Que s'est-il passé la nuit où Vincent van Gogh s'est tranché l'oreille ?

Sue Prideaux - DailyMail - 07/09
La veille de Noël 1888, Paul Gauguin s'est glissé hors de la maison qu'il partageait avec Vincent Van Gogh pour se promener dans les rues tranquilles d'Arles...

La veille de Noël 1888, Paul Gauguin s'est glissé hors de la maison qu'il partageait avec Vincent Van Gogh pour se promener dans les rues tranquilles d'Arles.

Son humeur était basse. La lumière du sud de la France est peut-être propice à la peinture, mais ses conditions de vie sont insupportables. Alors que l'artiste traversait la place, il entendit des pas rapides et irréguliers.

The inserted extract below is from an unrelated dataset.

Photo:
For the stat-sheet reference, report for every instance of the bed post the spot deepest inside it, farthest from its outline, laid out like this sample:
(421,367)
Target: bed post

En se retournant, il vit Van Gogh se précipiter vers lui avec un rasoir ouvert à la main. « Mon regard à ce moment-là a dû être assez puissant, car il s'est arrêté et, baissant la tête, il s'est mis à courir vers chez lui », se souvient Gauguin.

Plus tard dans la nuit, Van Gogh a utilisé le même rasoir pour se couper l'oreille. Pendant des années, Gauguin se demandera : le résultat aurait-il pu être différent s'il avait désarmé Van Gogh et tenté de le calmer ?

Deux mois plus tôt, alors qu'il gagnait à peine sa vie à Paris, Gauguin – qui deviendra plus tard mondialement célèbre pour ses peintures de Tahiti – avait accepté une offre de 150 francs par mois de Théo Van Gogh, le frère de Vincent, pour déménager dans le sud et peindre avec Vincent.

Un portrait de Vincent Van Gogh Gogh de son séjour dans le village français d'Auvers-sur-Oise lorsqu'il a réalisé plusieurs de ses œuvres les plus célèbres

Peintre français Henri Paul Gauguin photographié en 1885

«Autoportrait à l'oreille bandée», 1889. par Vincent van Gogh

Gauguin devint plus tard mondialement célèbre pour ses peintures de Tahiti. Sur la photo : Taperaa Mahana (fin d'après-midi), 1892

Les épisodes psychotiques et les sautes d'humeur de Vincent ont longtemps été un problème pour sa famille et s'avèrent désormais épuisants pour Gauguin.

La veille au soir, Vincent, 35 ans, avait commandé une absinthe dans un café du coin puis, sans prévenir, lui avait jeté le verre et son contenu.

Gauguin, 40 ans, avait esquivé le missile, pris fermement Vincent par le bras et l'avait reconduit chez lui jusqu'au lit.

Désormais, menacé avec un rasoir, Gauguin n'ose plus rentrer chez lui et passe la nuit dans un hôtel local.

De retour à la maison le lendemain matin, Gauguin vit une grande foule rassemblée autour de la maison peinte en jaune et des gendarmes essayant de maintenir l'ordre.

En se frayant un chemin, il apprit que Vincent était rentré dans la maison et lui avait coupé l'oreille, près de la tête.

A la porte, un petit homme au chapeau melon saisit le bras de Gauguin. Il était chef de la police et il demanda à Gauguin : « Qu'as-tu fait à ton ami ?

La Nuit étoilée, 1889, de Vincent van Gogh. Il représente la vue depuis la fenêtre orientée à l'est de sa chambre d'asile à Saint-Rémy-de-Provence, juste avant le lever du soleil.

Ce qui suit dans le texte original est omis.